Vattenfall proposes a comprehensive expansion of fossil-free energy generation and power grids. The more fossil fuel-free our electricity system is, the less price-determining gas and other fossil fuels will become – and the more independent we will be from gas supply shocks. The EU Commission has announced a draft law on the EU electricity market reform.
Original Press Release:
March 10 -- Vattenfall issued the following news release:
- With concrete proposals, Vattenfall intends to gear the EU electricity market design towards a fossil-free age. This emerges from a current impulse paper of the company.
"In the long term, we will only overcome the energy crisis with investments," says the head of Vattenfall's trading division, Frank van Doorn, summing up the core statement of the paper. “Our ideas are therefore aimed at making the EU electricity market more investment-friendly. This is how we ensure climate protection and security of supply at competitive electricity prices.” The EU Commission has announced a draft law on the EU electricity market reform.
Specifically, Vattenfall proposes a comprehensive expansion of fossil-free energy generation and power grids. “The more fossil-free our electricity system is, the less price-determining gas and other fossil fuels will become – and the more independent we will be from gas supply shocks,” explains van Doorn.

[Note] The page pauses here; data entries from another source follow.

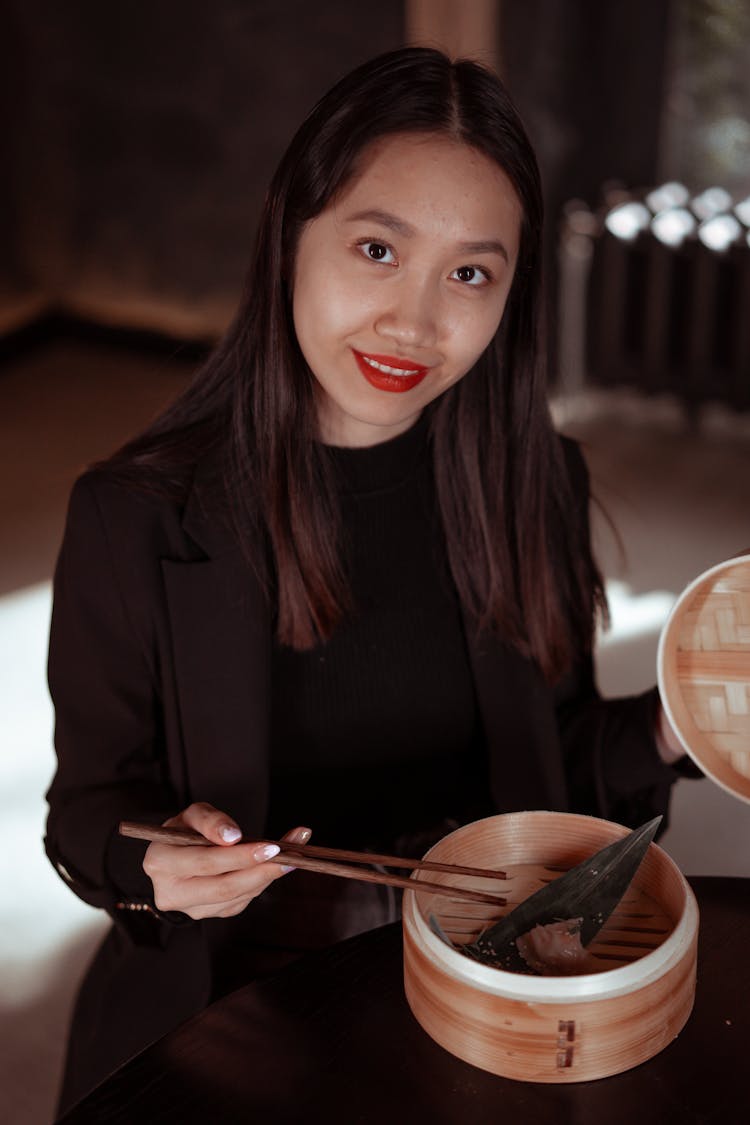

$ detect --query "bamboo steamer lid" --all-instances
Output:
[657,554,750,801]
[403,812,698,1083]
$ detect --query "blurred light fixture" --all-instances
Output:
[692,188,732,219]
[651,207,697,246]
[698,215,742,252]
[645,181,690,215]
[604,200,651,242]
[734,196,750,226]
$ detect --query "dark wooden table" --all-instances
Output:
[62,879,750,1125]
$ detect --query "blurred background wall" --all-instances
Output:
[0,0,750,1125]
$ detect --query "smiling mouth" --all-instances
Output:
[352,349,430,394]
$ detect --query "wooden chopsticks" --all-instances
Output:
[119,820,506,906]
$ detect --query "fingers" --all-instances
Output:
[281,828,313,844]
[165,801,242,847]
[143,802,311,919]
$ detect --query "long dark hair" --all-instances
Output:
[111,47,602,681]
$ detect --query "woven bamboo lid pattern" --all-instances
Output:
[657,555,750,802]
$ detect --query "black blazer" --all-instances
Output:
[45,449,677,1101]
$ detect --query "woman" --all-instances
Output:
[46,48,692,1105]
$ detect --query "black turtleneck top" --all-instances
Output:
[268,419,491,854]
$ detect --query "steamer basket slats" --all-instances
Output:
[657,555,750,801]
[404,812,698,1082]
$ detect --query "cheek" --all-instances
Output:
[451,303,505,372]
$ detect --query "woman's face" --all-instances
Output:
[292,134,522,446]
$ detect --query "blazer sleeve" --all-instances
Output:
[45,474,184,943]
[555,441,702,831]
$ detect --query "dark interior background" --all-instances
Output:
[0,0,670,366]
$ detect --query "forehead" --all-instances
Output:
[327,133,523,248]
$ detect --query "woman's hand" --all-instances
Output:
[143,803,311,919]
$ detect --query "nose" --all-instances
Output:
[374,277,439,348]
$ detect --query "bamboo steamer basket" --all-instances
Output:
[403,812,698,1082]
[657,555,750,801]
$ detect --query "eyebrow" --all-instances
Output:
[345,207,510,264]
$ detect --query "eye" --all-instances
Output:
[358,239,396,266]
[451,266,493,289]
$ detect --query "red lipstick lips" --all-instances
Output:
[352,349,430,394]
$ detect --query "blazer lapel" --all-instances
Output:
[162,474,271,833]
[466,621,568,812]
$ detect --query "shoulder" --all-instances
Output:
[65,466,202,567]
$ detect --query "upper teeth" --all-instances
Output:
[362,356,419,375]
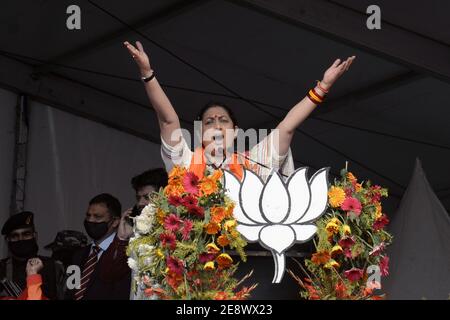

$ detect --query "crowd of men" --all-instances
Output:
[0,168,167,300]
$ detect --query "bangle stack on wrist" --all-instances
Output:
[141,70,155,82]
[307,81,328,104]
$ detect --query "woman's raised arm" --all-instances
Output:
[275,56,355,155]
[124,41,180,146]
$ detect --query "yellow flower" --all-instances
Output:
[325,221,339,235]
[203,261,216,271]
[211,170,223,182]
[223,219,237,231]
[156,209,166,224]
[200,177,218,196]
[206,242,220,253]
[331,245,343,258]
[211,207,226,223]
[323,259,340,269]
[225,203,234,218]
[347,172,358,183]
[156,249,164,258]
[342,224,352,236]
[217,234,230,247]
[328,186,345,208]
[169,166,186,183]
[205,222,220,234]
[216,253,233,268]
[164,184,184,197]
[330,217,342,226]
[311,251,330,265]
[375,202,383,219]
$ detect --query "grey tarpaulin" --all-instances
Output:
[383,159,450,299]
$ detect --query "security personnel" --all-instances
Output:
[0,211,64,299]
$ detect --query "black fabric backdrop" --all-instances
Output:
[382,159,450,300]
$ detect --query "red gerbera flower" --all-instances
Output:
[181,195,198,207]
[169,196,183,207]
[380,256,389,276]
[187,206,205,218]
[344,268,364,282]
[166,256,184,275]
[369,242,385,256]
[372,214,389,231]
[159,233,176,250]
[341,197,362,216]
[198,253,216,264]
[181,220,194,240]
[183,172,199,194]
[338,237,355,249]
[164,213,183,232]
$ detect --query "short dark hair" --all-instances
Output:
[131,168,168,192]
[89,193,122,218]
[196,101,237,126]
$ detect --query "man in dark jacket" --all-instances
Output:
[0,211,64,300]
[66,193,132,300]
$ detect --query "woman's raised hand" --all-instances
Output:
[320,56,356,89]
[123,41,152,77]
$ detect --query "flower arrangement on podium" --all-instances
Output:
[127,167,256,300]
[289,169,392,300]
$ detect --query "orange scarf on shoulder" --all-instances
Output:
[189,147,250,181]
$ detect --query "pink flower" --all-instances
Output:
[344,268,364,282]
[380,256,389,276]
[181,220,193,240]
[169,196,183,207]
[341,197,362,216]
[181,195,198,207]
[370,185,381,202]
[187,206,205,218]
[369,242,386,256]
[372,214,389,231]
[183,172,199,194]
[159,233,176,250]
[338,237,355,248]
[164,213,183,232]
[344,248,353,259]
[344,188,353,197]
[166,257,184,275]
[198,253,216,264]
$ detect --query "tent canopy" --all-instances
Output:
[0,0,450,210]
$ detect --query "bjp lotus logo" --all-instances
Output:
[224,168,329,283]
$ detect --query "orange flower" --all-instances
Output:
[334,281,347,299]
[203,261,215,271]
[311,251,331,265]
[206,242,220,253]
[224,219,237,232]
[213,291,229,300]
[200,177,218,196]
[211,170,223,181]
[211,207,226,223]
[156,208,166,224]
[205,222,220,234]
[169,166,186,183]
[216,253,233,268]
[164,184,184,197]
[225,204,234,218]
[347,172,358,184]
[217,234,230,247]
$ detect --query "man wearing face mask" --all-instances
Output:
[66,193,132,300]
[0,211,64,299]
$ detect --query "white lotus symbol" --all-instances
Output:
[224,168,329,283]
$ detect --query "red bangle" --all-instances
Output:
[317,80,330,94]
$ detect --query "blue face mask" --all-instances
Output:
[8,238,39,259]
[84,220,111,240]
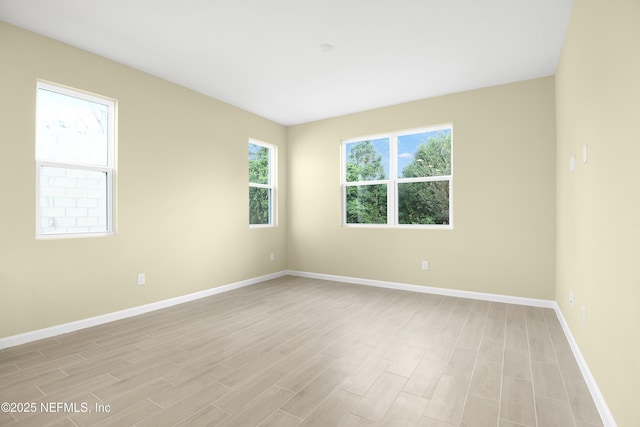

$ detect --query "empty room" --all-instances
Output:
[0,0,640,427]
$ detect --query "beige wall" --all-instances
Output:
[556,0,640,426]
[287,77,555,299]
[0,22,286,337]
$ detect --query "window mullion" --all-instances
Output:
[387,134,398,226]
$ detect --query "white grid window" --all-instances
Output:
[249,140,275,227]
[35,82,115,238]
[342,125,453,228]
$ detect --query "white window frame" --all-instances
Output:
[341,123,454,230]
[35,81,116,239]
[247,138,277,228]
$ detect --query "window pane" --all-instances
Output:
[398,181,449,224]
[249,187,271,225]
[347,184,387,224]
[40,166,108,234]
[397,129,451,178]
[249,144,271,185]
[345,138,389,182]
[36,88,109,166]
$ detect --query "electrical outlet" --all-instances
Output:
[569,291,575,307]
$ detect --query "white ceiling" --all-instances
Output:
[0,0,573,125]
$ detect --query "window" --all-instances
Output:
[342,125,453,228]
[249,140,275,227]
[35,82,115,237]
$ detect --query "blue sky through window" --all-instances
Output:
[398,129,451,178]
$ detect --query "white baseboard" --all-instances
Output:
[554,303,617,427]
[0,270,617,427]
[286,270,617,427]
[286,270,556,308]
[0,271,286,350]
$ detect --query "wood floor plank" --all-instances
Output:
[0,276,602,427]
[352,372,407,421]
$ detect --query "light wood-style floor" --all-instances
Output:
[0,277,602,427]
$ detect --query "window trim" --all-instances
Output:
[340,123,454,230]
[247,138,277,228]
[34,80,117,240]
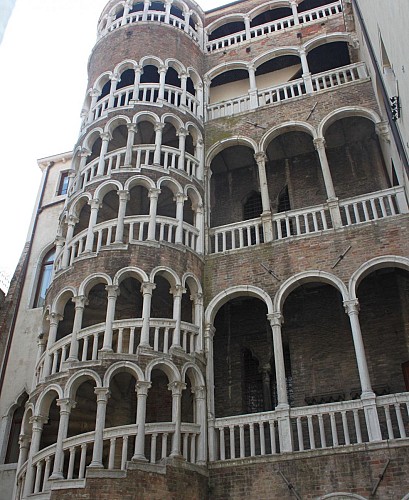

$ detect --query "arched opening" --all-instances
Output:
[325,116,390,204]
[210,145,260,227]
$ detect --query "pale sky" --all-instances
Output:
[0,0,223,288]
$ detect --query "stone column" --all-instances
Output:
[300,49,313,94]
[85,199,101,253]
[192,386,207,465]
[139,282,156,348]
[170,285,186,349]
[254,152,273,241]
[168,381,186,457]
[247,64,258,109]
[148,188,160,241]
[290,0,300,25]
[87,89,101,124]
[179,71,187,106]
[344,299,382,441]
[132,66,143,101]
[23,415,48,498]
[115,190,130,244]
[175,193,187,245]
[97,132,111,175]
[88,387,110,469]
[49,399,77,481]
[107,75,120,112]
[67,295,87,361]
[132,380,152,462]
[267,312,293,452]
[153,123,165,165]
[244,16,251,40]
[177,128,188,172]
[158,66,168,102]
[42,313,63,379]
[205,324,216,462]
[124,123,137,168]
[313,137,342,228]
[101,285,119,352]
[62,215,78,269]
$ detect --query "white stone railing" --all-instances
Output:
[376,392,409,439]
[23,422,200,494]
[76,144,199,190]
[207,62,368,120]
[215,411,279,460]
[209,186,409,253]
[35,318,202,383]
[206,0,342,52]
[312,62,368,92]
[339,186,408,226]
[100,10,199,43]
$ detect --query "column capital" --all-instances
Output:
[88,198,102,210]
[168,380,186,396]
[57,398,77,415]
[46,313,64,326]
[116,189,130,201]
[344,299,359,316]
[170,285,186,297]
[141,281,156,295]
[71,295,88,309]
[254,151,267,164]
[105,285,119,298]
[312,137,326,151]
[267,312,284,326]
[148,188,162,198]
[94,387,111,403]
[135,380,152,396]
[205,323,216,339]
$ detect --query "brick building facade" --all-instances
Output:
[0,0,409,500]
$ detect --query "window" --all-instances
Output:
[57,172,69,195]
[33,248,55,307]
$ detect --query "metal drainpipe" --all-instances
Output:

Instead of prices, the EU reform proposals should therefore focus more on investments. “On the other hand, government caps on energy prices or revenue from electricity producers impede free pricing and create uncertainty,” says van Doorn. "This is poison for investments in fossil-free technologies".
Transparent price signals are important to protect consumers and ultimately prevent energy poverty. The EU electricity market should be made more resilient by activating demand reduction measures according to predefined supply bottlenecks.
According to Vattenfall, flexibility on the demand side is an important lever to prepare the electricity market for an increasingly fossil-free future. A more flexible demand should therefore not only play a greater role in the event of supply shocks, but should also be systematically anchored in the future electricity market design of a fossil-free age. "Because the larger the proportion of fossil-free electricity in the grid, the more urgent it becomes for companies and consumers to be more flexible in adapting the purchase of this electricity to the current supply of electricity," explains van Doorn. "It is therefore of central importance that the expansion of renewable energies goes hand in hand with the simultaneous expansion of flexibilities."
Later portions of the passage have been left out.